Un retour à l’UTMB pour le business ?
Que Jornet soit perfectible dans ses actes, c’est une chose. On est tous imparfaits, et on n’a pas la prétention de l’être. Que certains y voient une forme d’inconstance, c’est plus décevant. Il y a forcément des raisons derrière, comme la volonté de mettre en avant sa marque NNormal qui bénéficierait d’un triple coup de projecteur incroyable s’il venait à gagner les trois courses emblématiques qu’il a annoncées.
Mais cet engagement auprès de l’UTMB, même s’il affirme que l’UTMB a évolué, pourrait laisser des marques à long terme sur sa crédibilité en tant qu’homme engagé auprès de la nature. Les mesures écologiques comme le Bonus mobilité lors du tirage au sort continuent d’ailleurs à diviser une partie de la communauté.
Mais qu’est-ce que pèse sa crédibilité environnementale face à son aura de sportif ?
Le GOAT du trail, on lui pardonne tout ?
Qui, aujourd’hui, peut enchaîner sur un même été des courses au profil si différents que la Western States, Sierre-Zinal et enfin l’UTMB ? Ils ne sont pas nombreux, et Kilian Jornet fait évidemment partie de ceux-là.
Un enchaînement déjà légendaire

Sa présence sur les trois courses, c’est le pari qu’il fait dès ce mois de février pour l’été prochain. C’est un défi sportif très différent de Alpine Connections ou de State of Elevation. Et pourtant, cet enchaînement est faisable pour quiconque s’appelle Kilian Jornet. Il y a d’un côté la course de vitesse dans les canyons brûlants de la Western, il y a le dénivelé infernal de Sierre-Zinal, et il y a les cols alpins de l’UTMB.
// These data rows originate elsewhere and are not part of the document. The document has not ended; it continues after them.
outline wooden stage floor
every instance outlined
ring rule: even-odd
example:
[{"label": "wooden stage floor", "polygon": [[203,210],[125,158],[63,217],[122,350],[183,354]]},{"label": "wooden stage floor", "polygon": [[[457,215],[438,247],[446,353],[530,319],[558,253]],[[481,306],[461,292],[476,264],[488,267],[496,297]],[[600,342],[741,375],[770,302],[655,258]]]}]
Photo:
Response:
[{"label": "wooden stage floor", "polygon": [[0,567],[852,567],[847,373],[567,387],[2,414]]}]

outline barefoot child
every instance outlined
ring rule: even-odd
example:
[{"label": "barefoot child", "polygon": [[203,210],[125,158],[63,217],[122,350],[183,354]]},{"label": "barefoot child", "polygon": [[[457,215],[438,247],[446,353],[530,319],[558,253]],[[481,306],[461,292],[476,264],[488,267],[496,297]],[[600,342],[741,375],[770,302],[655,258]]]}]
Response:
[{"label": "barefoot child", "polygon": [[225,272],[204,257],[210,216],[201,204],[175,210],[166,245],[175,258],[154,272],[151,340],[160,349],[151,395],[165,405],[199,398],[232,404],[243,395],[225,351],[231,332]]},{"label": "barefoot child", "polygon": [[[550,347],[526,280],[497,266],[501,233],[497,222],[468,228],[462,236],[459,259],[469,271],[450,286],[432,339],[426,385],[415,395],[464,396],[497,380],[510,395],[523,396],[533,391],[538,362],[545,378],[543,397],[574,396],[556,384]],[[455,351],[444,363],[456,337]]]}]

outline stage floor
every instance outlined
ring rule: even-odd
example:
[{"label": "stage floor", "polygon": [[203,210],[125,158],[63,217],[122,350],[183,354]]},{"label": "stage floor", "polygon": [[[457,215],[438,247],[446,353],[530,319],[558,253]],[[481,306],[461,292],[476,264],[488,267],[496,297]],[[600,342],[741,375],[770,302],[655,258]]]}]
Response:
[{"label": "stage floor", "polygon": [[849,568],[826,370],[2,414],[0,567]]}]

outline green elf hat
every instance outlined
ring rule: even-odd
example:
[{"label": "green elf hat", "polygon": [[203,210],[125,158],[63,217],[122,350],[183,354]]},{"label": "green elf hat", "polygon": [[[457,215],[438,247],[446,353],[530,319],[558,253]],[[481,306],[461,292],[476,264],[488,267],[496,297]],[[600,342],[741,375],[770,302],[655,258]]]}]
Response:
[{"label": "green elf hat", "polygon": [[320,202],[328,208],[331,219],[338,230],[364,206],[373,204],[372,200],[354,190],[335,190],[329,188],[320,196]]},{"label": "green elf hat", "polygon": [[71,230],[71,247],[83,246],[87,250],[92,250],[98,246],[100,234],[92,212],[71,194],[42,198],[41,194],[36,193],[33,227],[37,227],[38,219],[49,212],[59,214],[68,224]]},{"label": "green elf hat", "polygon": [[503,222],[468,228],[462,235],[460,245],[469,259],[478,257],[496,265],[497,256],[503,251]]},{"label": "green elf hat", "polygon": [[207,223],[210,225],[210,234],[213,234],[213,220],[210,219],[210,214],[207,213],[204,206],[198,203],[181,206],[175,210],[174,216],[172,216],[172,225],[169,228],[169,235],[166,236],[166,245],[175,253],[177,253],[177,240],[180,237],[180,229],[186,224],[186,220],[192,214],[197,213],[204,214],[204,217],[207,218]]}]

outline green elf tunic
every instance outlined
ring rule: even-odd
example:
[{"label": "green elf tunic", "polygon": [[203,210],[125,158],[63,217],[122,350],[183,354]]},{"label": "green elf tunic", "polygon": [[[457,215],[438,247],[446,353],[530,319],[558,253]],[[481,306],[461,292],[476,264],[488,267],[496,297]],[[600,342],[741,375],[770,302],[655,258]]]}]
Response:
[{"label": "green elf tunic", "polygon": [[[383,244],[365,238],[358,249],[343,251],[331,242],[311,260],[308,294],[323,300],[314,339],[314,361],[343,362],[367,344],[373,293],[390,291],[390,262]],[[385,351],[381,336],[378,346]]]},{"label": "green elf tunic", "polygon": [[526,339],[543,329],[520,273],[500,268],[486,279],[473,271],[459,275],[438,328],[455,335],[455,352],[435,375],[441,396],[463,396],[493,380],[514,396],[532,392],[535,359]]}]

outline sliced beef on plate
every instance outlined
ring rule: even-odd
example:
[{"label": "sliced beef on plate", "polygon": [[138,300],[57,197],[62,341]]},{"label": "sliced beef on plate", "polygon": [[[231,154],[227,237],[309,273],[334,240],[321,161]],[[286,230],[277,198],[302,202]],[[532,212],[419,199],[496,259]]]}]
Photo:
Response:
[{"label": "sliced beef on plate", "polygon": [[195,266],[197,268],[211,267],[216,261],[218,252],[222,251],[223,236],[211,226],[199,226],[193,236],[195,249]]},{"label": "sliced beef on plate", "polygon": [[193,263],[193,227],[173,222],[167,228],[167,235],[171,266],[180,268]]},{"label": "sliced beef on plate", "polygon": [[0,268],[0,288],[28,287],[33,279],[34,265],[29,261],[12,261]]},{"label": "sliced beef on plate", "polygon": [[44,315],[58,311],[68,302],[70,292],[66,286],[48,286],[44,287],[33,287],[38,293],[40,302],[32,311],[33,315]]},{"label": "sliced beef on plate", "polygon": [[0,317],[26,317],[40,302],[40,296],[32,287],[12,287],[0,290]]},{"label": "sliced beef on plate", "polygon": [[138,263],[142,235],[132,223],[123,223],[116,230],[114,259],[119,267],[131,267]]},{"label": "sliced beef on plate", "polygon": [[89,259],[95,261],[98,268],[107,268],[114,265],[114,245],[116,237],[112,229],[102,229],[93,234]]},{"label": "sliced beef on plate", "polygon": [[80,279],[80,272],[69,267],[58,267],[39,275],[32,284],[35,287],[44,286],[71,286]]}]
Enfin la course de tous les champions ?
Mais si l’on est si enthousiaste au retour de Jornet, c’est surtout parce qu’il va permettre d’élever le plateau de ces trois courses, et en particulier l’UTMB, à un niveau peut-être jamais vu encore. Kilian avait délaissé les dossards ces dernières années au profit de ses engagements estivaux. Il reste sur son statut de GOAT, sur sa position de roi indétrônable. En remettant en jeu sa couronne, tout le monde va vouloir le faire tomber de son piédestal. La jeune génération veut se faire un nom sur son nom. On pense aussi à Mathieu Blanchard qui va vouloir prendre sa revanche sur le fameux UTMB 2022 !
Si, habituellement, l’UTMB réunit le gratin de la course à pied, tout en comptant toujours quelques noms d’absents, il y en aura beaucoup moins cette année, c’est sûr !

Là où on s’enthousiasme aussi tout particulièrement pour ce retour, c’est pour pouvoir suivre le retour à la compétition de Jornet. On ne parle pas là des trois courses, mais des quelques mois d’entraînement qui lui restent pour redevenir un compétiteur hors norme. Ces trois courses ne vont bien évidemment pas se préparer comme ces défis estivaux. Même s’il y avait établi des records de vitesse, ce n’est pas comparable à une course avec des compétiteurs.